Cyprus was rich in copper and the valuable ore was shipped across the Mediterranean in the form of oxhide-shaped ingots. The island also produced timber, wine, textiles, corn and medicinal plants.

Towards the end of the period 2000–1000 BC religious activity increased on the island. A case to the right of the glass sliding doors houses a small bronze figurine of a naked woman standing on an ingot. She appears to be a goddess, perhaps Astarte, protecting Cyprus’s copper industry and trade. Seals displayed below this figure illustrate the importance of the copper industry shown by the inclusion of the oxhide ingots in the design.
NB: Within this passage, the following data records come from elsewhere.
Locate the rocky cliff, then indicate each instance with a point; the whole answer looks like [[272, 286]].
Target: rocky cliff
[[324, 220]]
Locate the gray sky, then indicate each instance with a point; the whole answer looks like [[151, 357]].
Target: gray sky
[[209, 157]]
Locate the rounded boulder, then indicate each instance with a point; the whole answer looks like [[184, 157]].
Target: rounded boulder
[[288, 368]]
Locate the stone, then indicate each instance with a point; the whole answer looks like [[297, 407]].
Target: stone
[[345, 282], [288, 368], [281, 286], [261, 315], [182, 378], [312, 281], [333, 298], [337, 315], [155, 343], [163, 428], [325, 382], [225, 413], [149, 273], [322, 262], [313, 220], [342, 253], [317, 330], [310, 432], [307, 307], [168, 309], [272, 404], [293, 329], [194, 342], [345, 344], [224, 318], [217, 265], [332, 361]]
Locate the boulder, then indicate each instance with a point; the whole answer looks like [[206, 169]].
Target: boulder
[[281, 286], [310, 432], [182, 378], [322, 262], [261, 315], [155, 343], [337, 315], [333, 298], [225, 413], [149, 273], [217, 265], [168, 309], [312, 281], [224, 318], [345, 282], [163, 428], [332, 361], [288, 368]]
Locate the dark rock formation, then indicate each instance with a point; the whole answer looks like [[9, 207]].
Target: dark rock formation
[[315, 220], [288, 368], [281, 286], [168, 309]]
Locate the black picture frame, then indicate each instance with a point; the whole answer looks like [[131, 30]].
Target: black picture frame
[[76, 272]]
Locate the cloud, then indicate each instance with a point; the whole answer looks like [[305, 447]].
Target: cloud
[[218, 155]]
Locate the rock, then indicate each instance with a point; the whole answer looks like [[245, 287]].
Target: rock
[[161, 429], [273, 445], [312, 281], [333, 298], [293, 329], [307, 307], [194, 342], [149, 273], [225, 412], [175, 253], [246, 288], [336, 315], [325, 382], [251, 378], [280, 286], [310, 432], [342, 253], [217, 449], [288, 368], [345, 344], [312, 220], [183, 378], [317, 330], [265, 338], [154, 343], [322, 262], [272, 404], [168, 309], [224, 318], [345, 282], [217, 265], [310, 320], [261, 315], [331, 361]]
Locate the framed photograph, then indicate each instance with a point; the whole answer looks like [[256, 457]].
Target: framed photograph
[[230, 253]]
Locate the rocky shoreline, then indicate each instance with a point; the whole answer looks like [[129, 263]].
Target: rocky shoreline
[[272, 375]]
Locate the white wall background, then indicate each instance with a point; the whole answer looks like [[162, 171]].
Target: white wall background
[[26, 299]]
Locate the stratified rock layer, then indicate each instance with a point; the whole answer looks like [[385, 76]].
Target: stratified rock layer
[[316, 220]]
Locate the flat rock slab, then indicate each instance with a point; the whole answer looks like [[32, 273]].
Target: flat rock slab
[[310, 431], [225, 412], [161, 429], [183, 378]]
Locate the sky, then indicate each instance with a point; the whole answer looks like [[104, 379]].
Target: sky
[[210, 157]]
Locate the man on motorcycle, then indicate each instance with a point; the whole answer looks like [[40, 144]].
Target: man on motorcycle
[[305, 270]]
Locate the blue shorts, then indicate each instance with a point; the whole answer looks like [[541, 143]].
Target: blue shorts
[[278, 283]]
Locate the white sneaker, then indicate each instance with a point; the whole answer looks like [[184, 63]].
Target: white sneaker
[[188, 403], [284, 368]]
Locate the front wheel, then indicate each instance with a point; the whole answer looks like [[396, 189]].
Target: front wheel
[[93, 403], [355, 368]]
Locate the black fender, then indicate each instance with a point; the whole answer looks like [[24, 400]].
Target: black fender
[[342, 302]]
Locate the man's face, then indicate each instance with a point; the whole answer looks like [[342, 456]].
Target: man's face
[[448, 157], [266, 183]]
Objects displayed on the adjacent wall trace Cypriot history and archaeology from the first settlers in the Neolithic period around 8000 BC to the end of the Bronze Age about 1000 BC, when many neighbouring cultures collapsed and trade connections broke down. The case on the opposite wall continues the tale of the island’s fortunes from 1000 BC to AD 200 when Cypriot cultures became truly international because of renewed and restored trade contacts. Figurines, pottery and delicate gold jewellery from this period are on display. Three different languages – Greek, Phoenician and the undeciphered Eteocypriot – were spoken on the island and written in three different scripts. Examples of these are illustrated including a Phoenician funerary inscription on a tablet in the central display.

The case to the left of the glass sliding doors gives a fascinating insight into Cypriot cult practice. It displays a collection of small figurines which are finds from a votive dump, some depicting tambourine- and lyre-players, others carrying animals, cakes and flowers as gifts – probably in honour of the goddess Astarte.

A special case is dedicated to the Oxford scholar Sir John Linton Myres whose participation in British excavations of the Cyprus Exploration Fund at various sites on the island in the 1880s and 1890s brought many finds to the Ashmolean.